I sat on the metal chair, my hands resting on the cold steel table. They weren’t cuffed, but they might as well have been. The air in the room was heavy, pressurized by the glare of the mirror on the wall—the one-way glass where I knew, with absolute certainty, Julian was standing.

Watching. Helpless.

Sheriff Miller paced the length of the room. Click. Clack. Turn. Click. Clack. He was enjoying this. He was a man who liked simple lines and clear narratives, and I was the messy ink stain he had been dying to scrub out since I rolled back into town.

“You know the drill, Ms. Vance,” Miller said, stopping his pacing to lean against the doorframe. He crossed his thick arms over his chest. “You’ve written enough articles about this. You know how it goes.”

“I know I haven’t been read my rights,” I said, my voice steady despite the tremor in my knees. “Which means I’m not under arrest. Which means I can leave.”

“You can leave,” Miller agreed, a shark-like grin spreading across his face. “But you won’t. Because you want to know what we found.”

“I want to know why you’re treating a witness like a suspect.”

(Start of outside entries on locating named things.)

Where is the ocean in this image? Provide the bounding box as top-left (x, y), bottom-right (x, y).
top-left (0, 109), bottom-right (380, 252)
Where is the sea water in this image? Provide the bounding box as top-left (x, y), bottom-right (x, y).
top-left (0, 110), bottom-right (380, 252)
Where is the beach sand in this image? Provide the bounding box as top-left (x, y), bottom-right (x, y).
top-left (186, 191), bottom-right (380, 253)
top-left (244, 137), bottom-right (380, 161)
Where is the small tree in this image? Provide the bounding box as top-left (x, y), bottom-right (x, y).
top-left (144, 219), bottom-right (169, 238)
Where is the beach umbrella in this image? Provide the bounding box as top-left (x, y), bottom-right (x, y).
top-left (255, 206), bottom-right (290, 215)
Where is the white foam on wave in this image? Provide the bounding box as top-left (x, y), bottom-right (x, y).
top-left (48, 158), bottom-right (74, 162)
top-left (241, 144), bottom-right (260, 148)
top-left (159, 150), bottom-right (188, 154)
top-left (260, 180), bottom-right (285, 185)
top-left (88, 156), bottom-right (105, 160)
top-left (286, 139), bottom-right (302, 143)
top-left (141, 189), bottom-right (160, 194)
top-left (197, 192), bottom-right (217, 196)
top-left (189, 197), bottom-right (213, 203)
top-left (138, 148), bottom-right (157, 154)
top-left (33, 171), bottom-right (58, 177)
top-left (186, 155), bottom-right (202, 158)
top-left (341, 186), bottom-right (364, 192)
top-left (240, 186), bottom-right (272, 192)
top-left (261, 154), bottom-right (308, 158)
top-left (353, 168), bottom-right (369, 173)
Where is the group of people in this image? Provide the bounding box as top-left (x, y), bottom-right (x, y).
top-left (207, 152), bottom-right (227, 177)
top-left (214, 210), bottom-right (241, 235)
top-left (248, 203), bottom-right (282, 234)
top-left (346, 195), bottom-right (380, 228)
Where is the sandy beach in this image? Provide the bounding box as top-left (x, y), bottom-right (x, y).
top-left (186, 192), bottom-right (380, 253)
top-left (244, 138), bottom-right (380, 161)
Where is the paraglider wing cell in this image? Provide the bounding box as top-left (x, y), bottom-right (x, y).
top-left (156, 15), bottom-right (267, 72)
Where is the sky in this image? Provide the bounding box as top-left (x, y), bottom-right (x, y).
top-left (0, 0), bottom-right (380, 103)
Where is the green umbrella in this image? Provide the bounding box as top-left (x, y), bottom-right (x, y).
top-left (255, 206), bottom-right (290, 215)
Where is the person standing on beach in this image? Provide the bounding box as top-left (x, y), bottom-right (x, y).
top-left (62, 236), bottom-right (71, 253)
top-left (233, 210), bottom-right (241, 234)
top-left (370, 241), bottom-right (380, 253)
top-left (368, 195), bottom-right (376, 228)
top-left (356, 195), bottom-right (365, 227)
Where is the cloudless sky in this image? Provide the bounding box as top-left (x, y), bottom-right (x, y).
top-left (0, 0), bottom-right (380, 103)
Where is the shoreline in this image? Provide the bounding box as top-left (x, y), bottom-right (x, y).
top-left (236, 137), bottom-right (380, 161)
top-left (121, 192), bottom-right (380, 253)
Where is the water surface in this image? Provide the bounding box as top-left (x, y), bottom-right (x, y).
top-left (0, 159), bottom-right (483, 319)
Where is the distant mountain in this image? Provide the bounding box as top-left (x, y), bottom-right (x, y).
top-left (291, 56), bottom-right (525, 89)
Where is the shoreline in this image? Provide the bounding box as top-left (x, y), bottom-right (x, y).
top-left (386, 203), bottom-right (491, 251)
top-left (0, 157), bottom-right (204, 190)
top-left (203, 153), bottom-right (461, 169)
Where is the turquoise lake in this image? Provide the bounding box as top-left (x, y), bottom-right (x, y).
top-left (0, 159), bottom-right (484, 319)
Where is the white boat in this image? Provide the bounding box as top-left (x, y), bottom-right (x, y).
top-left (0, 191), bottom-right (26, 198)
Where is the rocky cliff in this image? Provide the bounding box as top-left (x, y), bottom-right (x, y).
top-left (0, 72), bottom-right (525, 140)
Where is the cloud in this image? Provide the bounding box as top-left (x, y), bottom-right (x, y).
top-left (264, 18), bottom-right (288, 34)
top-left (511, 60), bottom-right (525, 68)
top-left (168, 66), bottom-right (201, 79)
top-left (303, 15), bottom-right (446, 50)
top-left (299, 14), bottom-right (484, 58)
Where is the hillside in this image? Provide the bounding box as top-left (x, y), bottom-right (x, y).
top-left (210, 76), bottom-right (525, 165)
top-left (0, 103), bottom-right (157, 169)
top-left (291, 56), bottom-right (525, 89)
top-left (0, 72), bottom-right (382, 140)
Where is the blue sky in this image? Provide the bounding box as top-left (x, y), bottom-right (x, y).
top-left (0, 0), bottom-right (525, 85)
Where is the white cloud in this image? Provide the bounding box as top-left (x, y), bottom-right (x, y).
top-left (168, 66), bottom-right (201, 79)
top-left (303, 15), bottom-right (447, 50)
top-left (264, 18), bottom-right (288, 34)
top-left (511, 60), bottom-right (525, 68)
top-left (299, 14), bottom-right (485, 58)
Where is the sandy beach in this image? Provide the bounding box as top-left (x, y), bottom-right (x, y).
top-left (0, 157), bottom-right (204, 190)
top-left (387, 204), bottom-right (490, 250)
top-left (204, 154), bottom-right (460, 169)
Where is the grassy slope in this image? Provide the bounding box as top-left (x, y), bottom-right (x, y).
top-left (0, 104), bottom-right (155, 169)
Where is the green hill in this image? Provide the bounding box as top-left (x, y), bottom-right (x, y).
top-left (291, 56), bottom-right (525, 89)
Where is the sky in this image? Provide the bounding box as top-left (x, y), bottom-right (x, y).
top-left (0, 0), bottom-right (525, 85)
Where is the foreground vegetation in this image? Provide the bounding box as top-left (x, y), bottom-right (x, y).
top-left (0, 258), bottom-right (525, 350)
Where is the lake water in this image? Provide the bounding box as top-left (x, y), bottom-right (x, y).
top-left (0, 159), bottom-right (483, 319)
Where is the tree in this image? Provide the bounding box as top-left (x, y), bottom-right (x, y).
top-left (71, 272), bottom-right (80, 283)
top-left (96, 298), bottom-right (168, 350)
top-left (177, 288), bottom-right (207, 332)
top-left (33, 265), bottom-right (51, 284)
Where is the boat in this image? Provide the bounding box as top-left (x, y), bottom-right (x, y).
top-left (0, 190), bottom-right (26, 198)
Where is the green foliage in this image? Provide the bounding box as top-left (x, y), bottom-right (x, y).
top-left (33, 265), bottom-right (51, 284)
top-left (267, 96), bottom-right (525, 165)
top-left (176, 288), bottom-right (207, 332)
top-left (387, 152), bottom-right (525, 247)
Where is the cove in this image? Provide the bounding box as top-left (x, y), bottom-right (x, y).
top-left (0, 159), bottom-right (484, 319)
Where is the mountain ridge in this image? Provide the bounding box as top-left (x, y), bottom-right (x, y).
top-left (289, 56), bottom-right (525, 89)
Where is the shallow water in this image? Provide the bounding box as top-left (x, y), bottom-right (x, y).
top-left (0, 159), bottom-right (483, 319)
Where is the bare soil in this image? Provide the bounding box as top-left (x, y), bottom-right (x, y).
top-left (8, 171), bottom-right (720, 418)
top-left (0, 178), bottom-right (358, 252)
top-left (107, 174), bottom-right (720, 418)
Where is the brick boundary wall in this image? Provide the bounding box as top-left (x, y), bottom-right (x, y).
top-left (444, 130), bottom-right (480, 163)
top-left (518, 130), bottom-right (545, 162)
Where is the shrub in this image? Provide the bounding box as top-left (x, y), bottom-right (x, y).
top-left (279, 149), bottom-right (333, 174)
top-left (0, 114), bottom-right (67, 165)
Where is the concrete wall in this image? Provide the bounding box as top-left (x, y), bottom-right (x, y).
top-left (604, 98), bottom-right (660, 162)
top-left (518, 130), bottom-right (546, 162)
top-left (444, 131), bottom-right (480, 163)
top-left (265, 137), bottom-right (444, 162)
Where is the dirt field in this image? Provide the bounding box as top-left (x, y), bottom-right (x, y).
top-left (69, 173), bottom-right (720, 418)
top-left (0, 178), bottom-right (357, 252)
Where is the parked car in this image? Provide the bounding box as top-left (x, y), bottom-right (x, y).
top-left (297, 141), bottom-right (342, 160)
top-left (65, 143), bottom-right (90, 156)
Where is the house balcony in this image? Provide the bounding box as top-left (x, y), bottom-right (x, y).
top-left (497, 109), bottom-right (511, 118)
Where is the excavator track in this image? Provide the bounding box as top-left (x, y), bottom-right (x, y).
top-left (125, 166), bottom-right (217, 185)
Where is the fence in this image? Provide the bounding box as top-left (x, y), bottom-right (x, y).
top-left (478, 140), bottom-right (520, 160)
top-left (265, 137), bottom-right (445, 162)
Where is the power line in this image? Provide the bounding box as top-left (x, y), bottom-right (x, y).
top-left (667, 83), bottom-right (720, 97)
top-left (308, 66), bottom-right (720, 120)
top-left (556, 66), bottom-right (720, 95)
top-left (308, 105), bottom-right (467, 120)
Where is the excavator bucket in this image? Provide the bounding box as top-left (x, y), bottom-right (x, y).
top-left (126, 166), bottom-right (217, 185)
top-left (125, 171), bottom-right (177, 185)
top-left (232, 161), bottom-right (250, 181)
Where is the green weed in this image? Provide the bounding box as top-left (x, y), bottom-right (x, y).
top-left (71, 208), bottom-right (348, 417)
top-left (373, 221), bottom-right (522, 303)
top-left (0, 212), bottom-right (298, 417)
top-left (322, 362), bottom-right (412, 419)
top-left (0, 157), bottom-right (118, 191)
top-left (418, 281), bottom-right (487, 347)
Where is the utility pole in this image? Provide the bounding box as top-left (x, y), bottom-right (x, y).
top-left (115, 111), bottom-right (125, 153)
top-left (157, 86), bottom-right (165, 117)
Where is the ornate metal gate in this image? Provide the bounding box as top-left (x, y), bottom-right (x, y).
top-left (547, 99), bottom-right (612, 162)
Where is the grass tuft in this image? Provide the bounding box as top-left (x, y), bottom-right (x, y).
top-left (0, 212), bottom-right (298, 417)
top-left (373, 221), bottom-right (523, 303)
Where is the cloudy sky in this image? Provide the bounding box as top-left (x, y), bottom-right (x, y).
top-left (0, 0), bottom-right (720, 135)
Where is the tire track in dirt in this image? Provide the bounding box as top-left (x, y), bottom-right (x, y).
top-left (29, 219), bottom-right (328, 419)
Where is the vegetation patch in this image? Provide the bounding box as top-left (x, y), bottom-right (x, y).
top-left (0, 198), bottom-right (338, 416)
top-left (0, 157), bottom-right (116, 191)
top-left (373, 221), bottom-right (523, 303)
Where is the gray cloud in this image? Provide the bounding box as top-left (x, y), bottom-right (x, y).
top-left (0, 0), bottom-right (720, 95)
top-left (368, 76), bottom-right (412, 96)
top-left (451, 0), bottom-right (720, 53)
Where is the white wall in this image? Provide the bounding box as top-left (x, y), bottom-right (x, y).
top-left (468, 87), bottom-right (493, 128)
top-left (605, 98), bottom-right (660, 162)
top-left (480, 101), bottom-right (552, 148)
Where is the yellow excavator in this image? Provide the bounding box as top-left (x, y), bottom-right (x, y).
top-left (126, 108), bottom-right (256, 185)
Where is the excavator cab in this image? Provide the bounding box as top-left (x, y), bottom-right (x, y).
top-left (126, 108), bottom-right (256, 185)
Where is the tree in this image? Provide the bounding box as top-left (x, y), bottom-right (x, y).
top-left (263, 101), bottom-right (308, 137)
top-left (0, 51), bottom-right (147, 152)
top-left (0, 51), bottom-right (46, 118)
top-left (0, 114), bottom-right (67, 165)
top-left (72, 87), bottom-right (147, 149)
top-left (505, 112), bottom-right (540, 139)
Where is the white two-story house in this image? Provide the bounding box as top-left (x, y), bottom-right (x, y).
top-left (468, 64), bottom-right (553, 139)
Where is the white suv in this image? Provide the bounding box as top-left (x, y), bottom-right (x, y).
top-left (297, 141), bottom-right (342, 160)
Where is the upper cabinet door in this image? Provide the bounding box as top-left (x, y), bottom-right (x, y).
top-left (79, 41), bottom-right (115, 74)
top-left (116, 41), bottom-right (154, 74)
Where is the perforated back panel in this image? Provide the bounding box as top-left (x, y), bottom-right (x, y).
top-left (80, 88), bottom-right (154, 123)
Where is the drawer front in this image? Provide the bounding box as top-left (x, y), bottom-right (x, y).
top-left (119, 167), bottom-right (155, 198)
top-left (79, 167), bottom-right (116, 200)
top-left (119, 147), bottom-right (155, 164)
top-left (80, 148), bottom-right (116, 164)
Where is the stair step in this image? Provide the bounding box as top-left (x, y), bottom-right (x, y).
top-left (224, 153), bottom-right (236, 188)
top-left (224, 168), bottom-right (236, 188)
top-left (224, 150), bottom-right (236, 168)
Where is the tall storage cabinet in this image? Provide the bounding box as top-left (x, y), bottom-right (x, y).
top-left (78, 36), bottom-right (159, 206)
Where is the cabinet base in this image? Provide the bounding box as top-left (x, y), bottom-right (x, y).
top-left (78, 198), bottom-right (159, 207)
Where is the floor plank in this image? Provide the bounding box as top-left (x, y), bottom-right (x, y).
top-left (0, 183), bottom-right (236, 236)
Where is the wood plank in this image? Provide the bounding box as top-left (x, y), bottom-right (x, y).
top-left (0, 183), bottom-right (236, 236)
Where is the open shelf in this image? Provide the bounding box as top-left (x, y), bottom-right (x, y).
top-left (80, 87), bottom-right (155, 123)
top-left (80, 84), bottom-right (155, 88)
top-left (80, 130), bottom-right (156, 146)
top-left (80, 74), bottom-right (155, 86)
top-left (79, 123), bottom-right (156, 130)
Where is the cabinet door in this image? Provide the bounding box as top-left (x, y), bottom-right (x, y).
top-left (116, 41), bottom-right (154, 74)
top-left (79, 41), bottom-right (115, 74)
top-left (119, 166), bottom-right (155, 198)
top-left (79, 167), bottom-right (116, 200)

“Witness,” Miller scoffed. He pushed off the wall and walked to the table, pulling out the chair opposite me. The legs scraped against the linoleum—a shriek of metal on vinyl. “You’re always first on the scene, aren’t you? First to the girl in the woods. First to the library archives. First to the riverbank.”

“I’m a journalist,” I said. “It’s my job to be first.”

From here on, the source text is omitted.